What questions were participants asked?

We’ve already touched on this, but the wording of survey questions—especially for qualitative datasets—is significant. Questions may deliberately be phrased to preclude certain answers. A question’s context may also impact the findings in a way that’s not immediately obvious. Understanding these issues will shape how you perceive the data.  

What is the form/shape/structure of the data?

Finally, to practical issues. Is the structure of the data suitable for your needs? Is it compatible with other sources or with your preferred analytics approach? This is purely a structural issue. For instance, if a dataset of people’s ages is saved as numerical rather than continuous variables, this could potentially impact your analysis. In general, reviewing a dataset’s structure helps better understand how they are categorized, allowing you to account for any discrepancies. You may also need to tidy the data to ensure they are consistent with any other sources you’re using.  

This is just a sample of the types of questions you need to consider when reviewing a secondary data source. The answers will have a clear impact on whether the dataset—no matter how well presented or structured it seems—is suitable for your needs.

Assessing secondary data’s credibility

After identifying a potentially suitable dataset, you must double-check the credibility of the data. Namely, are the data accurate and unbiased? To figure this out, here are some key questions you might want to include:

What are the credentials of those who carried out the original research?

Do you have access to the details of the original researchers? What are their credentials? Where did they study? Are they an expert in the field or a newcomer? Data collection by an undergraduate student, for example, may not be as rigorous as that of a seasoned professor.  

And did the original researcher work for a reputable organization? What other affiliations do they have? For instance, if a researcher who works for a tobacco company gathers data on the effects of vaping, this represents an obvious conflict of interest! Questions like this help determine how thorough or qualified the researchers are and if they have any potential biases.

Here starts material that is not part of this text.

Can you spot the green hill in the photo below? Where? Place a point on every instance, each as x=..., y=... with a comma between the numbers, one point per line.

Do you have access to the full methodology?

Does the dataset include a clear methodology, explaining in detail how the data were collected? This should be more than a simple overview; it must be a clear breakdown of the process, including justifications for the approach taken. This allows you to determine if the methodology was sound. If you find flaws (or no methodology at all) it throws the quality of the data into question.  

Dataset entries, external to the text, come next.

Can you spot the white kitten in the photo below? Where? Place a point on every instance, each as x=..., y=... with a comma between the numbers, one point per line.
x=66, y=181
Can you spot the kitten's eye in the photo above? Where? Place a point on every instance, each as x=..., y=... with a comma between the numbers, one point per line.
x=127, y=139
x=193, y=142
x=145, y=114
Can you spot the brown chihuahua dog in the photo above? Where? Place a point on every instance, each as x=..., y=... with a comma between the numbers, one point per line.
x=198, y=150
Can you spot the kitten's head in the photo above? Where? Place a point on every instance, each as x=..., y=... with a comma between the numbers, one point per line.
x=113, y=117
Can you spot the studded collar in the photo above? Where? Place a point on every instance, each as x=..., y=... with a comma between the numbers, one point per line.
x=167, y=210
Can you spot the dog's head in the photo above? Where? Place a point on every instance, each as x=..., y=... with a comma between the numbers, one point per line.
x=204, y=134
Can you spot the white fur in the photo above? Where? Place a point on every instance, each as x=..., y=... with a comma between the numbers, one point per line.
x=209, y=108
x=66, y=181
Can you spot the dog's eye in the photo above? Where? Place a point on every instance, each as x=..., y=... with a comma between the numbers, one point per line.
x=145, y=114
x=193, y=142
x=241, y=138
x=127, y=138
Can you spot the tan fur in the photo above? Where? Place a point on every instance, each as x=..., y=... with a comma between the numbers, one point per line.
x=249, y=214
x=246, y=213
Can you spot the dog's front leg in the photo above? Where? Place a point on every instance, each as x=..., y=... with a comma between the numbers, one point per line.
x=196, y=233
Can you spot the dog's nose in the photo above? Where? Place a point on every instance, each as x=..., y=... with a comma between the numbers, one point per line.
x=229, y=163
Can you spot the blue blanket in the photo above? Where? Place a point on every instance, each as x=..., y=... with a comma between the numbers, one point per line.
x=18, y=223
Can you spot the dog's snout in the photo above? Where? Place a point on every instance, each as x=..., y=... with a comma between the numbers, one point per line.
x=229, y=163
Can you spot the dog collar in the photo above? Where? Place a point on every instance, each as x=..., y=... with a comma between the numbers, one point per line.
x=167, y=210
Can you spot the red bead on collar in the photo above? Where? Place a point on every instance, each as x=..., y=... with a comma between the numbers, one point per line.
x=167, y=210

How consistent are the data with other sources?

Do the secondary data match with any similar findings? If not, that doesn’t necessarily mean the data are wrong, but it does warrant closer inspection. Perhaps the collection methodology differed between sources, or maybe the data were analyzed using different statistical techniques. Or perhaps unaccounted-for outliers are skewing the analysis. Identifying all these potential problems is essential. A flawed or biased dataset can still be useful but only if you know where its shortcomings lie.

Have the data been published in any credible research journals?

Finally, have the data been used in well-known studies or published in any journals? If so, how reputable are the journals? In general, you can judge a dataset’s quality based on where it has been published. If in doubt, check out the publication in question on the Directory of Open Access Journals . The directory has a rigorous vetting process, only permitting journals of the highest quality. Meanwhile, if you found the data via a blurry image on social media without cited sources, then you can justifiably question its quality!  

Again, these are just a few of the questions you might ask when determining the quality of a secondary dataset. Consider them as scaffolding for cultivating a critical thinking mindset; a necessary trait for any data analyst!

Presuming your secondary data holds up to scrutiny, you should be ready to carry out your detailed statistical analysis. As we explained at the beginning of this post, the analytical techniques used for secondary data analysis are no different than those for any other kind of data. Rather than go into detail here, check out the different types of data analysis in this post.

3. Secondary data analysis: Key takeaways

In this post, we’ve looked at the nuances of secondary data analysis, including how to source, collect and review secondary data. As discussed, much of the process is the same as it is for primary data analysis. The main difference lies in how secondary data are prepared.

Carrying out a meaningful secondary data analysis involves spending time and effort exploring, collecting, and reviewing the original data. This will help you determine whether the data are suitable for your needs and if they are of good quality.

Why not get to know more about what data analytics involves with this free, five-day introductory data analytics short course ? And, for more data insights, check out these posts:

  • Discrete vs continuous data variables: What’s the difference?
  • What are the four levels of measurement? Nominal, ordinal, interval, and ratio data explained
  • What are the best tools for data mining?

Study Site Homepage

  • Request new password
  • Create a new account

The Essential Guide to Doing Your Research Project

Student resources, steps in secondary data analysis, stepping your way through effective secondary data analysis.

Determine your research question  – As indicated above, knowing exactly what you are looking for

Locating data – Knowing what is out there and whether you can gain access to it. A quick Internet search, possibly with the help of a librarian, will reveal a wealth of options.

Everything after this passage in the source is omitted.